Is mine? If they saw me lying on the table and thought of Myra/Sonia Kaspbrak, newly brought back bigger than life by actress Molly Atkinson in the 2017 adaptation of IT, would they work as hard to save me?
Americans see fat people every day. We know them and love them; we work with them and we know they have sex lives and ambitions, that they do more than hate themselves and heave and cry. After all, we are them. We respond to these stories, to all of King’s stories, because we recognize ourselves and others in them. But if the books we read and the movies we watch make fat bodies into portals to horror or the butt of the joke, do we see ourselves clearly or kindly? Not in the Stephen King literary/cinematic universe. Not in 1974, not in 2021.

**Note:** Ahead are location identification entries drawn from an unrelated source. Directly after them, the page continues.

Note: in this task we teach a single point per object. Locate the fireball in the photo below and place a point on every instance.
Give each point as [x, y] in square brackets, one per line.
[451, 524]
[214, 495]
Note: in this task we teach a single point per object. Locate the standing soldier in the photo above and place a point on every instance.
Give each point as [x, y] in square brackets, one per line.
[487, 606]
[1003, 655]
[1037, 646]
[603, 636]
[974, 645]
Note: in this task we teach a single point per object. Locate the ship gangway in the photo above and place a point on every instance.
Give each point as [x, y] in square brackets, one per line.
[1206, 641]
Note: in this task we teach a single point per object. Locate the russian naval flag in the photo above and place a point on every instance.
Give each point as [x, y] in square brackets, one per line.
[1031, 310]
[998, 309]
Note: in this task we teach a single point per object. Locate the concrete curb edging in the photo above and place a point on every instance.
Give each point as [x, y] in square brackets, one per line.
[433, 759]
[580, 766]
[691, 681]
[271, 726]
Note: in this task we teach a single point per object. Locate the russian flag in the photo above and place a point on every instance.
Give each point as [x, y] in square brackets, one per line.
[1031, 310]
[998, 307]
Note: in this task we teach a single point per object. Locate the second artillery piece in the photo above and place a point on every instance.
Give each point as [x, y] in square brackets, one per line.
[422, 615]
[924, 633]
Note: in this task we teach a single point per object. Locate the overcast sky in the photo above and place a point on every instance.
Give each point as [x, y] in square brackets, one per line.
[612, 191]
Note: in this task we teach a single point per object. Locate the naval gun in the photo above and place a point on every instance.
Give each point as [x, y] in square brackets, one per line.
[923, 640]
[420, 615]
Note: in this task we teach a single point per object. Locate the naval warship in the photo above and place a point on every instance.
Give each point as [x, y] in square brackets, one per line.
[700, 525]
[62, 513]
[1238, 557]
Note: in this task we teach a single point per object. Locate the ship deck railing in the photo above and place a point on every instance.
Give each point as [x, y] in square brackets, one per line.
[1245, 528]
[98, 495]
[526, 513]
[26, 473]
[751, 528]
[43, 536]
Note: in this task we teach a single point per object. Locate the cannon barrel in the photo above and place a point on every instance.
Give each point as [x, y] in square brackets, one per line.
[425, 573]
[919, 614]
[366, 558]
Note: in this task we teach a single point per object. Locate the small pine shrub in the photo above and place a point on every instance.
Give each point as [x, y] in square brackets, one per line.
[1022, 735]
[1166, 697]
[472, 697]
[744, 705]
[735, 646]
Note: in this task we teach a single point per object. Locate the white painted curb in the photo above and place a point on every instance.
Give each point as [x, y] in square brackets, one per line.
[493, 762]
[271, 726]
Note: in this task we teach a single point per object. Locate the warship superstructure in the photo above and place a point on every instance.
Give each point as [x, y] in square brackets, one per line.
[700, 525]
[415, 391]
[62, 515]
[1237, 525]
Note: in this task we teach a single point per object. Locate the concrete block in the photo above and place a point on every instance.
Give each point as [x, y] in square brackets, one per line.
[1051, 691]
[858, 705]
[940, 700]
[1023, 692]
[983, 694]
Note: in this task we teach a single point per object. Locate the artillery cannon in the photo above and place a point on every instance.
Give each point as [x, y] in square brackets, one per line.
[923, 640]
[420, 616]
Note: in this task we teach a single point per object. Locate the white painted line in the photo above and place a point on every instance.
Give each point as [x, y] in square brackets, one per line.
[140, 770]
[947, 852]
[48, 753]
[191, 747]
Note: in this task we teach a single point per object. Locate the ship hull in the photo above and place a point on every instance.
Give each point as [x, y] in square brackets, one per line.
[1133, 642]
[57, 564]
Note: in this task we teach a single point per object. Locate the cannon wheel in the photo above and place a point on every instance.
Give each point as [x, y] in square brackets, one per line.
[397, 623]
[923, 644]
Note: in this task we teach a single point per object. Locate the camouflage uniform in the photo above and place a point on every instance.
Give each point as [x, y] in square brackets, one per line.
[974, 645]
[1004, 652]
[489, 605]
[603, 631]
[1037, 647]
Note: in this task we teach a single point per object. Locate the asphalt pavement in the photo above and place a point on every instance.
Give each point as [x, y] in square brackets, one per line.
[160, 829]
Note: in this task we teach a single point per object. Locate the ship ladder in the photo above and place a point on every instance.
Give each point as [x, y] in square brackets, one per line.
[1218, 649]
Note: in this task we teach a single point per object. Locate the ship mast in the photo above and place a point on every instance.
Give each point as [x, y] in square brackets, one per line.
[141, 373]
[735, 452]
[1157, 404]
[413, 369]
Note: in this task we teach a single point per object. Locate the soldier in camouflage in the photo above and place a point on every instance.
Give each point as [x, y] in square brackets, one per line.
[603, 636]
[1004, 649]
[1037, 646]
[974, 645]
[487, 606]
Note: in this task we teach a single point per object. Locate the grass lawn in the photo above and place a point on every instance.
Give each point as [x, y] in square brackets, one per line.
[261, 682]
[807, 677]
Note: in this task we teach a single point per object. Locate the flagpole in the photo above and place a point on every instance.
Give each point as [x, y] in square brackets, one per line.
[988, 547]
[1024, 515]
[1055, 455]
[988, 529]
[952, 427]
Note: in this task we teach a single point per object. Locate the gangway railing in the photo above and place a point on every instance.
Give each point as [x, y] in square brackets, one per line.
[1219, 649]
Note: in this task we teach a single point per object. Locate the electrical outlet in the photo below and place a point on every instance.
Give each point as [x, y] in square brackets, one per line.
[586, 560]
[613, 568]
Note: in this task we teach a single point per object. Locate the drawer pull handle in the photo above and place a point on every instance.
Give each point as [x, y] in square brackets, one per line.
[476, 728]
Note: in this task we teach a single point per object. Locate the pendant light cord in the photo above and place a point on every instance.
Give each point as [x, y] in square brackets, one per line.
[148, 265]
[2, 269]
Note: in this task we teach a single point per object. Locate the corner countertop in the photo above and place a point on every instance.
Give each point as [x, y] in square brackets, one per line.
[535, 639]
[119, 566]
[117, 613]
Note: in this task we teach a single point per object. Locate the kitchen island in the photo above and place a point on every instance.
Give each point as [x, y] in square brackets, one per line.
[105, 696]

Other writers are building better on the foundations of what we grew up reading. Folks like Matt Wallace, Sarah Hollowell, Sarah Gailey, Jennifer Weiner, Kate Stayman-London, Julie Murphy, Roxane Gay, Carmen Maria Machado, Alex Smith, Hilary Monahan, Amy Spalding, Marianne Kirby, Jody Houser, Nalo Hopkinson, Melissa Broder, and many others are writing books and stories where fat people have sex, go on adventures, save the day, and live lives like the ones we recognize. A whole generation of writers who inherited derision and erasure from writers like King will go on fattening that inheritance, making it our own. Writers like King may never notice or reform, and that’s just fine. We do it for each other and for the people like us who need these stories. We do it so that thin old men who hate the fat body aren’t the only ones on the shelf in horror, in fantasy, in science fiction, or anywhere.
Stephen King is a rich and inventive multiverse unto himself, populated by interconnected horrors and wonders that have terrified and electrified millions of readers, myself included. He is a blue-collar everyman white novelist whose fears look familiar to us, because his vision is the one that has always been accepted, just as his body is the kind that must always be protected. But he still writes a fat body—my body—as one of the scariest things in all the many worlds.
Good thing there are other worlds than these.